24 Feb '23

12 Meter lang, 26 Tonnen schwer: Eine rollende Einsatzleitzentrale für 1,15 Mio. Euro

Anfang März soll der neue Einsatzleitwagen der Kategorie 2 – kurz ELW 2 – des Kreises in Dienst gehen. Das 1,15 Millionen Euro teure Feuerwehr-Sonderfahrzeug wurde nach zwei Jahren Bauzeit ausgeliefert.

Kreis Soest – Wenn er gebraucht wird, ist meist ein großes Unglück geschehen – oder aber, die Feuerwehr gibt alles, um genau das zu verhindern. Bei Großeinsatz-Lagen rollt neben zahlreichen „normalen“ Feuerwehrfahrzeugen oftmals auch der „ELW 2“ an. In ihm arbeitet die Einsatzleitung, erstellt Lage-Beurteilungen und trifft Entscheidungen.

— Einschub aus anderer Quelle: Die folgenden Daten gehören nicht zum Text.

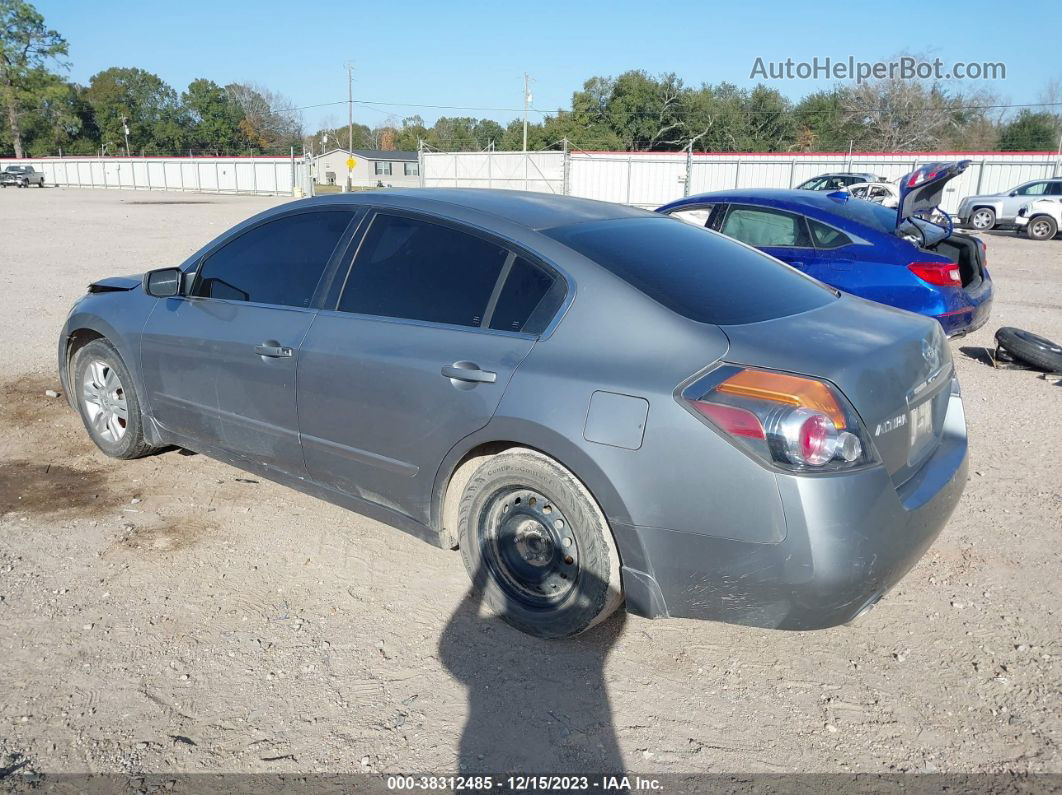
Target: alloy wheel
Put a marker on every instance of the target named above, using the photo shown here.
(104, 400)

Der alte ELW 2 des Kreises war arg in die Jahre gekommen, sein Nachfolger stellt ihn in vielerlei Hinsicht in den Schatten – und das im wahrsten Sinne des Wortes. Er ist 12,21 Meter lang, 2,98 Meter breit und 3,86 Meter hoch. Er wird von einem 360 PS starken Motor mit 9,2 Litern Hubraum angetrieben, die für eine Höchstgeschwindigkeit von 100 Kilometern pro Stunde sorgen. Das alles macht ihn zu einem echten Schwergewicht – der neue ELW bringt 26 Tonnen auf die Waage. Die niederländische Firma Visser, eine Tochtergesellschaft des Feuerwehr-Fahrzeugaufbauers Ziegler, baute den ELW 2 in zwei Jahren auf einem Scania-Fahrgestell auf.

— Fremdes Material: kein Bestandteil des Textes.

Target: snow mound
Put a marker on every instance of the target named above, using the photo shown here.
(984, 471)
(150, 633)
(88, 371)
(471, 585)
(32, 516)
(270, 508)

Eine Arbeitsgruppe aus haupt- und ehrenamtlichen Kräften, die der Kreisbrandmeister einberufen hatte, definierte gemeinsam die technischen Anforderungen und Leistungen des Fahrzeuges. „Das ging Hand in Hand“, ziehen Brandamtsrat Peter Roters, stellvertretender Chef der Rettungsleitstelle, und Arne Tilly, Systemadministrator der Leitstelle, gemeinsam ein positives Fazit.

Arne Tilly erklärt im Gespräch mit unserer Redaktion den großen Vorteil des neuen ELW 2: „Beim alten ELW 2 war es sehr aufwändig, ihn in Betrieb zu bringen.“ Es mussten Kabel gezogen, der Mast ausgefahren werden. Dafür musste eine Einsatzkraft sogar aufs Dach klettern.

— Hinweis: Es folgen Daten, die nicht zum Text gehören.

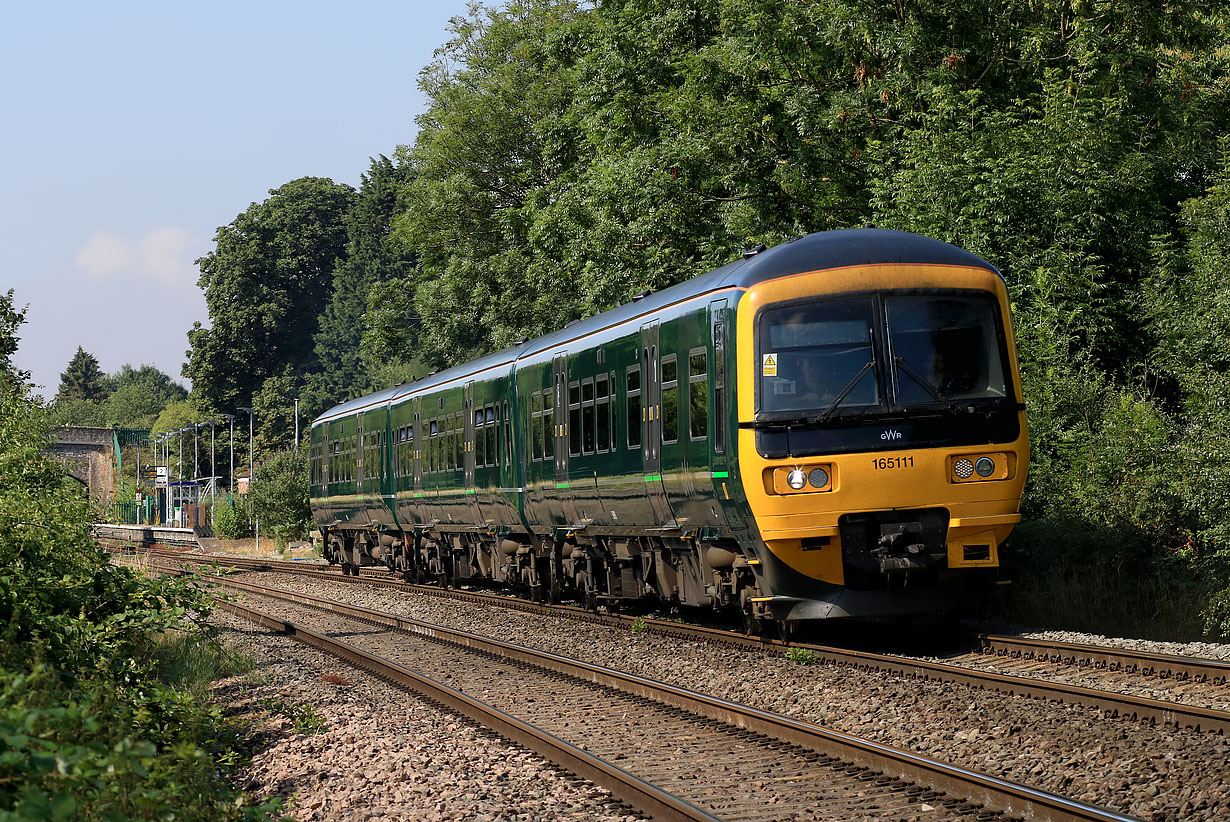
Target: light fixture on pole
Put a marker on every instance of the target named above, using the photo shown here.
(196, 453)
(213, 466)
(250, 415)
(231, 417)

Neuer ELW 2 für den Kreis Soest: „Das hätte man beim alten Auto nicht hinbekommen“

Im Rahmen der Ausbildung am neuen Fahrzeug wurde nun deutlich, dass das alles jetzt einfacher ist: Mit vier Einsatzkräften übte Tilly ein Szenario. „In kurzer Zeit nahmen sie den Stromerzeuger in Betrieb, stützten das Fahrzeug ab, fuhren den Antennen-Mast aus, brachten die Notebooks ans Laufen. Obwohl sie noch keine große praktische Erfahrung mit dem neuen ELW hatten, war der Wagen nach 15 Minuten online. Das hätte man beim alten Auto mit vier Leuten nicht hinbekommen.“

Bei der Planung sei es eine ganz besondere Erfahrung gewesen, „auf der grünen Wiese“ zu beginnen. „Wir haben unsere Vorstellungen mit Pappmaschee gebaut, um jeden Zentimeter gefeilscht. Es ist kein Auto von der Stange, so eine Chance hat man nicht oft.“

Neuer ELW 2 für den Kreis Soest: Großer Wert auf Rückfallebenen

Großer Wert wurde bei der Entwicklung auf die Redundanz gelegt – „es gibt für alles eine Rückfall-Ebene“, erklärt Tilly. „Sowas kennt man sonst eigentlich eher aus Leitstellen. In Einsatzleitwagen gibt es das in dem Umfang nur ganz, ganz selten. Das sorgt dafür, dass bei einem Systemausfall ein ‚normales’ Fahrzeug schnell nicht mehr nutzbar wäre. Wir haben nach dem Motto gearbeitet, dass es nicht nur tolle Technik, sondern auch die Rückfall-Optionen braucht.“

Der neue Einsatzleitwagen 2 verfügt über einen Besprechungs- und Stabsraum mit vier Arbeitsplätzen sowie einen Funk- und einen Technikraum. Moderne digitale Computer- und Kommunikationstechnik an Bord ist die Grundlage dafür, dass der Führungsstab bei mittleren und größeren Einsätzen der Feuerwehr, des Rettungsdienstes und des Katastrophenschutzes mehrere Einheiten lenken kann.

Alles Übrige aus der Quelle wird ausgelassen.